Accident of life

bluefrog

My mother chose the morning of my eighteenth birthday to inform me that I almost didn’t happen. So long, childhood, hello brand new adult life.

My father was about to leave on an expedition, my mother continued, and was all packed and ready to say his last goodbye to his fiancée, my mother, before setting off, when he double-checked his plane ticket and realised that in fact he had another half-hour to spare.

It transpires it was during that half hour that I came to be.

Three months later a couple of letters crossed their paths over choppy waters of the Atlantic. Letter number one was from my mother to my father sharing the happy news of my imminent arrival with him. Letter number two was from the leader of my father’s expedition informing my mother that my father had decided to join the Amazonian tribe he was supposed to photograph.

As a child I only asked my mother about my father once.  She responded that she hoped he had been eaten by the biggest crocodile in the darkest corner of a swamp in the Rainforest. Something in the tone of her voice told me not to ask again.
Ever since my mother opened up about details of my haphazard conception, I learnt to treasure every moment of my life, the life that came so close to never happening at all that I felt obliged to cherish it. I count my blessings and I celebrate every day. I live what the carpe diem school of thought life coaches preach.

The thing I am most grateful for in my accidentally created life is my own family that I have built, purposefully and deliberately, with my husband, because despite my mother’s desperate attempts to talk me out of men, I fell in love and got married.

I have stayed married for a rather long time now. There are five of us. The children are no longer children in the eyes of major airlines and hotel reservation systems, but they are and will forever remain children to me. They are coming to terms with the fact that their mother is in denial about their growing up.

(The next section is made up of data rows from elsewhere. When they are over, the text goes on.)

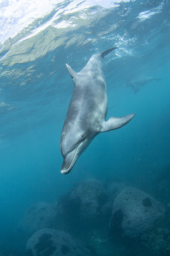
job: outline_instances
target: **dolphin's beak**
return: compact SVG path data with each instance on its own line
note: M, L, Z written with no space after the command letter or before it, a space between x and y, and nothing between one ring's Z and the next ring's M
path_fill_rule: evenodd
M64 158L61 172L63 174L67 174L71 170L78 156L76 152L78 148L68 153Z

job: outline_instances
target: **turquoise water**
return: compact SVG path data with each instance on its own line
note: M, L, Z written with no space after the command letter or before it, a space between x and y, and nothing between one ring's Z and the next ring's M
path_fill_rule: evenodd
M169 195L153 191L170 166L170 1L3 0L0 7L0 252L24 255L10 237L28 207L53 203L86 178L129 182L167 206ZM79 72L115 46L103 60L107 120L136 116L98 135L63 175L60 136L74 89L65 64ZM149 76L161 80L136 94L124 86Z

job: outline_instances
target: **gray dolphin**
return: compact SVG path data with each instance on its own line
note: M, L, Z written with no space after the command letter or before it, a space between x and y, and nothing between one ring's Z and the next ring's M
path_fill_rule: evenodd
M156 78L153 76L145 77L143 76L136 80L127 83L122 87L131 87L134 89L135 94L136 94L137 92L140 91L141 86L144 86L148 83L154 81L154 80L158 82L161 81L162 79L160 78Z
M66 64L75 86L61 133L60 149L64 160L61 172L63 174L70 172L96 135L122 127L135 115L112 117L105 122L107 97L102 59L117 48L94 54L78 73Z

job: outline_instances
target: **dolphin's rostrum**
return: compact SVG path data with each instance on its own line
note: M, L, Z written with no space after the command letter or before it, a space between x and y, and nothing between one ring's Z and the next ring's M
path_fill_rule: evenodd
M66 66L75 86L62 130L60 149L64 157L61 172L68 173L91 141L100 132L124 125L135 114L105 120L107 112L102 59L117 47L93 55L78 73Z

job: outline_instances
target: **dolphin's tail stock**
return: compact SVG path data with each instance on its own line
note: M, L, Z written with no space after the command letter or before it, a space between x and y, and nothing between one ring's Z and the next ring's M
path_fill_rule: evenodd
M115 49L117 49L118 48L117 47L114 47L113 48L111 48L110 49L109 49L108 50L105 51L104 52L103 52L100 54L100 56L102 59L103 59L106 55L107 55L110 52L112 52L112 51Z

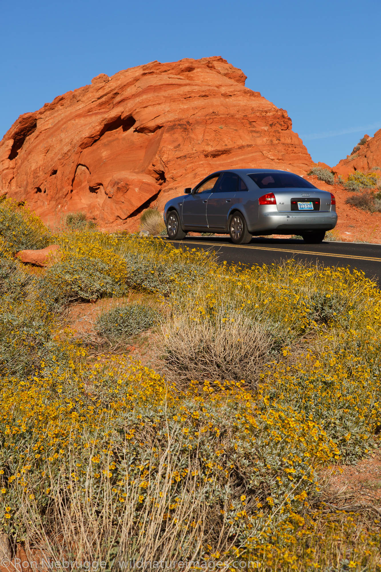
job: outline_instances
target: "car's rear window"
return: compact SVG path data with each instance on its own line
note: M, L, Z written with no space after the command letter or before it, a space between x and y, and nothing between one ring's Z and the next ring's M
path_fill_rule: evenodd
M316 189L293 173L251 173L248 175L260 189Z

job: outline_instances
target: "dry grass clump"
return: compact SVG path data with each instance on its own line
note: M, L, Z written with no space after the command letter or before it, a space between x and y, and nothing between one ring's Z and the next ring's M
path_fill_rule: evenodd
M148 232L150 236L157 236L165 231L162 213L157 209L148 208L140 217L140 229Z
M251 317L220 308L198 319L176 312L162 326L158 349L166 376L180 387L196 379L244 380L253 387L273 343L271 332Z

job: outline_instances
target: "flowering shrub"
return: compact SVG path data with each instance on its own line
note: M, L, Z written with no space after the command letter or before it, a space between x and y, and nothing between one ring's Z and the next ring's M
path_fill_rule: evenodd
M333 185L335 182L335 176L328 169L322 167L313 167L308 173L309 175L316 175L319 181L324 181L328 185Z
M27 207L10 198L0 200L0 237L13 253L27 248L43 248L50 236L39 219Z
M379 179L379 176L375 173L366 174L361 171L356 171L348 176L344 186L347 190L351 191L358 191L360 189L372 189L376 186Z
M220 265L131 235L54 240L62 259L43 276L0 253L0 519L14 546L110 569L117 557L221 556L269 571L355 567L362 543L375 569L376 536L319 505L320 469L379 439L376 285L292 260ZM90 359L60 323L62 301L132 289L162 304L168 379L123 355ZM134 307L122 329L138 325ZM117 311L100 332L119 335Z

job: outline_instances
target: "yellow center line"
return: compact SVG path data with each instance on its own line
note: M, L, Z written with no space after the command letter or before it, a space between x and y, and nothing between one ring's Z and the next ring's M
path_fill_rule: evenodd
M223 247L228 247L229 248L251 248L253 250L264 250L264 251L272 251L274 252L289 252L291 254L296 254L298 255L309 254L313 255L316 256L331 256L335 257L336 258L347 258L351 259L351 260L368 260L371 262L381 262L381 258L377 258L374 256L356 256L352 255L347 255L347 254L336 254L334 252L315 252L313 251L298 251L293 250L289 248L273 248L271 247L260 247L255 246L254 245L237 245L237 244L219 244L217 243L205 243L195 241L191 241L190 240L181 240L181 241L173 241L173 242L178 242L180 244L202 244L203 245L207 246L214 246Z

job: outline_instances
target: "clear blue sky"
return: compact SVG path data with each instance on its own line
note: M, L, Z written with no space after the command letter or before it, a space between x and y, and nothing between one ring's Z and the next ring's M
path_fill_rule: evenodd
M99 73L222 55L331 165L381 128L380 0L2 2L0 137Z

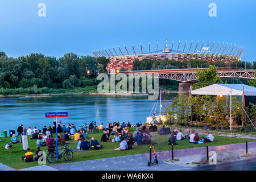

Our chaotic lives are perfectly capable of running independently of each other for extended periods of time, but we always come together at moments of hunger, boredom and cold weather. We seek each other out whenever we feel anxious, overwhelmed, overworked, unappreciated, ugly, fat, or simply having a bad hair day.

We also come together in our moments of triumph, big or small, and we make it real by sharing with the others. One way or another we come together a lot.

I believe that witnessing one’s little family coming of age is the best experience that anybody will ever go through in this life. It is actually far better, much more rewarding than I ever thought possible. Having a family is the most mundane, most common thing that happens to people, but at the same time it feels like a miracle that happens to me and me alone, again and again, one day at a time.

My daughters have grown up to be these beautiful, amazing creatures, wise beyond their years, brave, witty, and strong.
My son is doing his level best to figure out what’s what, to make sense of the world around him. It’s still hit and miss, but he will get there.

Every now and again I think of my father. I like to believe that he has survived my mother’s curse, and I picture him somewhere out there in the Amazon jungle, as he watches a mating dance of neon blue poison arrow frogs on the ground, or the frolics of spider monkeys swinging from treetops overhead.  A couple of toucans croak nearby and a flock of red and blue parrots soars high up in the sky.
I cannot begin to comprehend the madness that made him give up the joys of family life with my mother and me for that sort of crap.

DISCLAIMER:

This story is a work of fiction. It is not based on my personal family circumstances. It’s an exercise in nonsense writing fueled by my imagination. I apologise for misleading anybody into thinking otherwise.